How about overall entrepreneurial outcomes?_

It's worth noting that the quote from the article and this question are _not
at all_ the same thing. National economies are big complicated things.

Aside from the USA, few countries without+ universal healthcare have high
rates of what we in the US would consider entrepreneurial activity (e.g.,
excluding "self-employed" subsistence farmers and the like). But the USA is
one of if not the most entrepreneurial country.

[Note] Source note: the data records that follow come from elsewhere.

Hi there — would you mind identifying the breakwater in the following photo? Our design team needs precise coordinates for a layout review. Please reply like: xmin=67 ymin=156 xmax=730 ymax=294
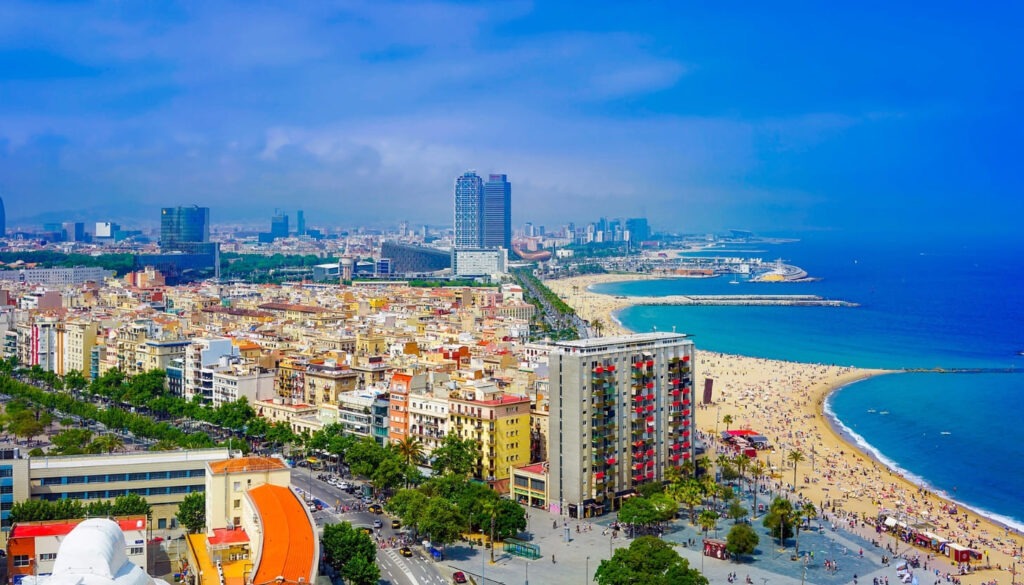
xmin=615 ymin=294 xmax=860 ymax=306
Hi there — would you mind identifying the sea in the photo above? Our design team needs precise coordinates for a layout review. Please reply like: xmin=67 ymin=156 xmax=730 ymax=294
xmin=592 ymin=233 xmax=1024 ymax=531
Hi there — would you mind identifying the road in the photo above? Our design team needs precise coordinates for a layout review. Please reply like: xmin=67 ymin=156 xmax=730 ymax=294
xmin=292 ymin=467 xmax=449 ymax=585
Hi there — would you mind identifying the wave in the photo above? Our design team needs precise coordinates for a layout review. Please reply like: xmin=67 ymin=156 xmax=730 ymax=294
xmin=822 ymin=382 xmax=1024 ymax=533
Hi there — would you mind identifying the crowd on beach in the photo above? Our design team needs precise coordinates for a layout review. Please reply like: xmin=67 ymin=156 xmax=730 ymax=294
xmin=547 ymin=275 xmax=1024 ymax=583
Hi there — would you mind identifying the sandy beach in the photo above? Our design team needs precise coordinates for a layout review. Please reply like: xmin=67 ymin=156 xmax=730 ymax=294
xmin=545 ymin=275 xmax=1024 ymax=583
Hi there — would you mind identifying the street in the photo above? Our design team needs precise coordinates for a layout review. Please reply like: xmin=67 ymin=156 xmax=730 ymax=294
xmin=292 ymin=467 xmax=449 ymax=585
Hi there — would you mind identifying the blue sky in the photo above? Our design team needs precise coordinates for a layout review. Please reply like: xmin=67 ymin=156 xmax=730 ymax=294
xmin=0 ymin=0 xmax=1024 ymax=236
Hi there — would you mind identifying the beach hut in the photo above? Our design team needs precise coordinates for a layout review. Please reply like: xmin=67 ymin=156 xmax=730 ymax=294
xmin=949 ymin=542 xmax=974 ymax=562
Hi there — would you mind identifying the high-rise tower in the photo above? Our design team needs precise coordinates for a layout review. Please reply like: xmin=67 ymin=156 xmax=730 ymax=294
xmin=160 ymin=205 xmax=210 ymax=250
xmin=480 ymin=174 xmax=512 ymax=250
xmin=455 ymin=171 xmax=483 ymax=249
xmin=548 ymin=333 xmax=695 ymax=517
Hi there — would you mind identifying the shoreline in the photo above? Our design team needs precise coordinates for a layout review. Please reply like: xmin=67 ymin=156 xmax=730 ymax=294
xmin=545 ymin=275 xmax=1024 ymax=584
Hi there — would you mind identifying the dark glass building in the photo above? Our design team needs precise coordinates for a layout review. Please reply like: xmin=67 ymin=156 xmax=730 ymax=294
xmin=480 ymin=174 xmax=512 ymax=250
xmin=160 ymin=205 xmax=210 ymax=250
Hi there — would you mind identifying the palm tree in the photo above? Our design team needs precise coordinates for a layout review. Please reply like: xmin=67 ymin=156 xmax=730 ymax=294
xmin=670 ymin=479 xmax=703 ymax=526
xmin=394 ymin=434 xmax=423 ymax=465
xmin=785 ymin=449 xmax=804 ymax=491
xmin=794 ymin=502 xmax=818 ymax=554
xmin=751 ymin=461 xmax=767 ymax=517
xmin=697 ymin=510 xmax=718 ymax=538
xmin=732 ymin=453 xmax=751 ymax=486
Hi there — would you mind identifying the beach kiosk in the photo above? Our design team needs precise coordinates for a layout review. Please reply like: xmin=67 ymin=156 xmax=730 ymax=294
xmin=949 ymin=542 xmax=974 ymax=562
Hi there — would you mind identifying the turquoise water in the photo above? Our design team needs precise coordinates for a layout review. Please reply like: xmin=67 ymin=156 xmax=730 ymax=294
xmin=594 ymin=238 xmax=1024 ymax=528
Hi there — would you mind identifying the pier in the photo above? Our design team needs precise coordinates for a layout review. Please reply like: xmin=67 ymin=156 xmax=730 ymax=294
xmin=616 ymin=294 xmax=860 ymax=306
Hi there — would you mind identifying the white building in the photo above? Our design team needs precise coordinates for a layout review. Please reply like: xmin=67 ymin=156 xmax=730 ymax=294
xmin=452 ymin=248 xmax=509 ymax=277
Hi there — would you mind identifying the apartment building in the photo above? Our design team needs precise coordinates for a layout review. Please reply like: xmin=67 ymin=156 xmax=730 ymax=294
xmin=449 ymin=382 xmax=530 ymax=493
xmin=548 ymin=333 xmax=694 ymax=517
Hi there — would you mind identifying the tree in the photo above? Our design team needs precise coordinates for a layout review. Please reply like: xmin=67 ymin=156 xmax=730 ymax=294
xmin=794 ymin=502 xmax=818 ymax=554
xmin=725 ymin=523 xmax=761 ymax=557
xmin=785 ymin=449 xmax=804 ymax=491
xmin=341 ymin=553 xmax=381 ymax=585
xmin=751 ymin=461 xmax=767 ymax=517
xmin=728 ymin=500 xmax=748 ymax=524
xmin=432 ymin=432 xmax=480 ymax=476
xmin=50 ymin=428 xmax=92 ymax=455
xmin=618 ymin=497 xmax=658 ymax=526
xmin=420 ymin=498 xmax=465 ymax=544
xmin=174 ymin=492 xmax=206 ymax=534
xmin=89 ymin=433 xmax=125 ymax=453
xmin=321 ymin=523 xmax=380 ymax=585
xmin=384 ymin=490 xmax=430 ymax=530
xmin=697 ymin=510 xmax=718 ymax=538
xmin=588 ymin=536 xmax=708 ymax=585
xmin=762 ymin=497 xmax=793 ymax=547
xmin=672 ymin=479 xmax=703 ymax=526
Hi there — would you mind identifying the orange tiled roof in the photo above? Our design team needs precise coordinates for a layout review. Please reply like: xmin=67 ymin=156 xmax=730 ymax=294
xmin=249 ymin=484 xmax=316 ymax=583
xmin=210 ymin=457 xmax=288 ymax=475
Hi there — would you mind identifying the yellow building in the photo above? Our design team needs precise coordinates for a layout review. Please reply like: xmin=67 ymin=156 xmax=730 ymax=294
xmin=449 ymin=385 xmax=530 ymax=493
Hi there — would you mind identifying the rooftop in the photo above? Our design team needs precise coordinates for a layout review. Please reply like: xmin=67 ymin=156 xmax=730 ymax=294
xmin=210 ymin=457 xmax=288 ymax=475
xmin=249 ymin=484 xmax=316 ymax=583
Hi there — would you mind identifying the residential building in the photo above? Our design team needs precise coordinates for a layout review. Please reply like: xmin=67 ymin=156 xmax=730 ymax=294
xmin=452 ymin=248 xmax=508 ymax=277
xmin=24 ymin=449 xmax=227 ymax=530
xmin=62 ymin=319 xmax=98 ymax=376
xmin=185 ymin=457 xmax=319 ymax=585
xmin=548 ymin=333 xmax=694 ymax=517
xmin=449 ymin=381 xmax=530 ymax=493
xmin=480 ymin=174 xmax=512 ymax=250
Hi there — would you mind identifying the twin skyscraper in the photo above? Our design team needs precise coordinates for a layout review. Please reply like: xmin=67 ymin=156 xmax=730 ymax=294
xmin=455 ymin=171 xmax=512 ymax=250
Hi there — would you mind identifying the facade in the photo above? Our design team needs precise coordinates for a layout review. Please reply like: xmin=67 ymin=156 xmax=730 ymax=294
xmin=183 ymin=457 xmax=319 ymax=585
xmin=25 ymin=449 xmax=227 ymax=530
xmin=452 ymin=248 xmax=509 ymax=277
xmin=62 ymin=320 xmax=97 ymax=376
xmin=160 ymin=205 xmax=210 ymax=251
xmin=455 ymin=171 xmax=483 ymax=249
xmin=480 ymin=174 xmax=512 ymax=250
xmin=449 ymin=384 xmax=530 ymax=493
xmin=0 ymin=266 xmax=114 ymax=286
xmin=548 ymin=333 xmax=694 ymax=517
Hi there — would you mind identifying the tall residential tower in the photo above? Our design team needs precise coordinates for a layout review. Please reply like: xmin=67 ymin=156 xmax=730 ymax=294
xmin=455 ymin=171 xmax=483 ymax=249
xmin=548 ymin=333 xmax=694 ymax=517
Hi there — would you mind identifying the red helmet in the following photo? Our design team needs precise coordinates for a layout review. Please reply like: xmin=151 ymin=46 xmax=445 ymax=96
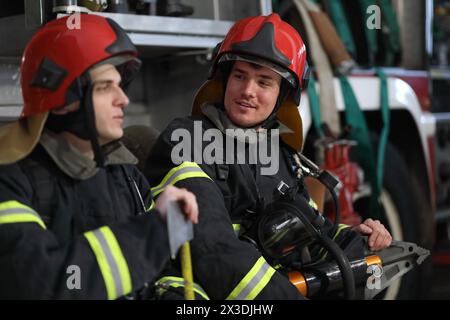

Again, those two facts tell us
basically nothing about the effect of health care systems on entrepreneurship.
Trust me, South Sudan's lack of functional universal healthcare is _not_ the
reason they haven't usurped SV...

People try to study the actual effect by controlling for other variables.
Unsurprisingly, "it's complicated" and also EXTREMELY politicized, so you can
find studies on both sides of the issue.

\+ But does the US "not have" universal healthcare? cf Canada/western Europe
and the answer is yes, but cf other countries and medicare/medicaide and the
answer is more fuzzy.

------
mabbo
If this article inspires anyone to finally move to Canada, there's lots of
startups here in Toronto that are hiring. Also Amazon is hoping to fill 200
more desks this year in their Toronto office and Google is nearby in Waterloo.

Happy to help anyone interested.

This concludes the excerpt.